Now, one caveat--I'm not a parent, and I never will be, so I will refrain from the alien world of parenthood, babies, disposable items, and convenience. That's not the issue, anyway. No, the issue is wholeness. Where can we begin so that we may use the whole of something, rather than a conglomeration of its convenient parts?
We raise a cow. We love the cow. We milk the cow, we drink the milk, we ferment the milk, we make butter and cheese, we use the whey to make fermented and preserved vegetables, we feed the leftovers to our compost/chickens/garden, we eat the cow (maybe, if that's our philosophy) or we let it live its life, either way, that life ends. When that life ends, it returns to the earth. Perhaps we use parts of it, perhaps not. But the earth can use all of it and, as such, so can we.

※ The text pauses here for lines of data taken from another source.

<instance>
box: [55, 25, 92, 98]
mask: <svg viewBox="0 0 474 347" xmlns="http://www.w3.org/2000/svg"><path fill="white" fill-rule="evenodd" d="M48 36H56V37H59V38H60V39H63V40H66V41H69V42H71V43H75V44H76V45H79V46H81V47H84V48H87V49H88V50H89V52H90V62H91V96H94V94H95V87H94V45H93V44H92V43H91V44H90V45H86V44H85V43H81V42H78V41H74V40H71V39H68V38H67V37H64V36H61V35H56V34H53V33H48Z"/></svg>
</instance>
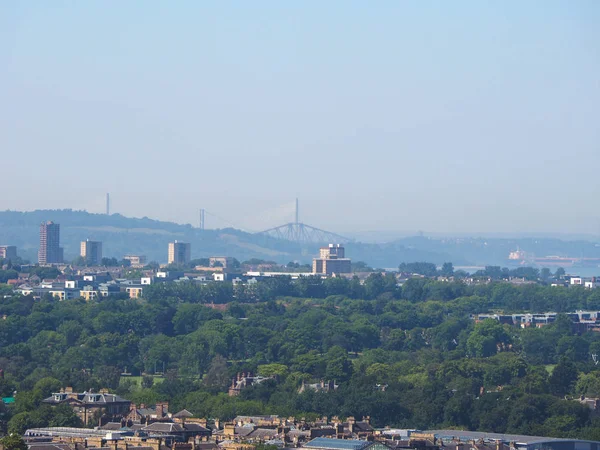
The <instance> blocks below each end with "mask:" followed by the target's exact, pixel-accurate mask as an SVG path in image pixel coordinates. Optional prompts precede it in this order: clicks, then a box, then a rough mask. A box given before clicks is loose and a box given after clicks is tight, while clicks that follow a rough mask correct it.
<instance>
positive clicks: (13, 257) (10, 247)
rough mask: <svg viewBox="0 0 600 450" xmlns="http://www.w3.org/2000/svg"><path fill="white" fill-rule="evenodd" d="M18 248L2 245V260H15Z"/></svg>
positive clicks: (0, 258)
mask: <svg viewBox="0 0 600 450" xmlns="http://www.w3.org/2000/svg"><path fill="white" fill-rule="evenodd" d="M16 257H17V247H15V246H14V245H0V259H15V258H16Z"/></svg>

Now, how the blazes is that not convenient? One animal, one humanitarian caretaker, years and years of food, and a legacy that enriches the earth rather than robs it. And you never (really) have to leave your house, which suits this little introvert homesteader right down to the ground.
Is the cow literal? Well, no, of course it doesn't have to be a literal cow (but, like the best things, it works both ways--so get a cow if you're so inclined and prepared), but it can be a literal carrot, for example, from seeds to garden to food to seed to garden to compost.
Everything about the world as we know it is cylindrical, circular, cyclical. In other words, the beginning and the end meet.
And isn't that just remarkably convenient?